After it's done, the first thing you want to do is update it's signature database, to do this go to Services> Snort then select the Global Settings tab. Here you can put your Oinkcode in the corresponding field, select your type of update (snort VRT rules), you can also select update check intervals, I left mine on manual as this isn't a production box - if it was, you'd want it at about once per day. Now go to the Update tab and check for updates; it should take a few minutes to download everything.

Now that you have your updated signature database, you need to bind an interface.
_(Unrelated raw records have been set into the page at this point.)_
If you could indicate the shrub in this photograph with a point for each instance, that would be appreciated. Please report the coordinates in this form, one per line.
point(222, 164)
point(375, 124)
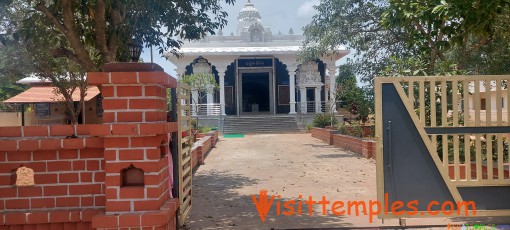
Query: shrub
point(323, 119)
point(194, 123)
point(204, 129)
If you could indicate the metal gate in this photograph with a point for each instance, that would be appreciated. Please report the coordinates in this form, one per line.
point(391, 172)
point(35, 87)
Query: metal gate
point(445, 140)
point(185, 144)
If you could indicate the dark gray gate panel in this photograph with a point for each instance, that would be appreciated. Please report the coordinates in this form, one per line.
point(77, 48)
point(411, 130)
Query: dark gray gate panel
point(409, 171)
point(487, 198)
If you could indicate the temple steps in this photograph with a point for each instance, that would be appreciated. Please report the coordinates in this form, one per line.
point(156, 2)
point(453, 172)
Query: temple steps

This tells snort which interfaces on your box to listen to for signature matches.

Go to Snort Interfaces and select new; you'll see a new list of options come up. Keep your interface as your WAN (unless you want to sniff internal traffic, which isn't always a bad thing, especially when you have a DMZ)

Select Block offenders; an easy practice to tune this is to drop the shun time down to something manageable; if you have perma-blocks on you'll be constantly having to go in and reviewing blocks, this way you can block signature matches and check them later for further investigation - this gives you a bit of peace of mind without being overly paranoid. Back in Global Settings you can select "Remove blocked hosts interval" - I set mine to 1hr as suggested. I left my search method as AC-BNFA because I am definitely using a low end system (1.6GHz Celeron!)

Everything else I also kept as default - for now.

In the WAN Categories tab you can select your IPS policy, or specific rules. I opted to use a pre-defined policy - Balanced. Once you enabled that you can see a list of rules in the WAN Rules tab - balanced enables just over 1500 and disable them as you please.

In the Preproc tab, you can enable Portscan Detection if you so desire - I'm going to leave this blank as I intend on installing Strikeback.



In the Pass Lists tab you can specify your white lists; hosts or subnets which snort will ignore.

Theres a million other settings you can go through that I honestly don't care about for this small project - but if you stop here like I did you should have more than enough protection for a SOHO network :)

You can see any signature detection under the Alerts tab and blocked hosts in the Blocked tab - unfortunately it doesn't look like snort on pfSense can do packet captures like Cisco's IPS's can with Wireshark being built-in.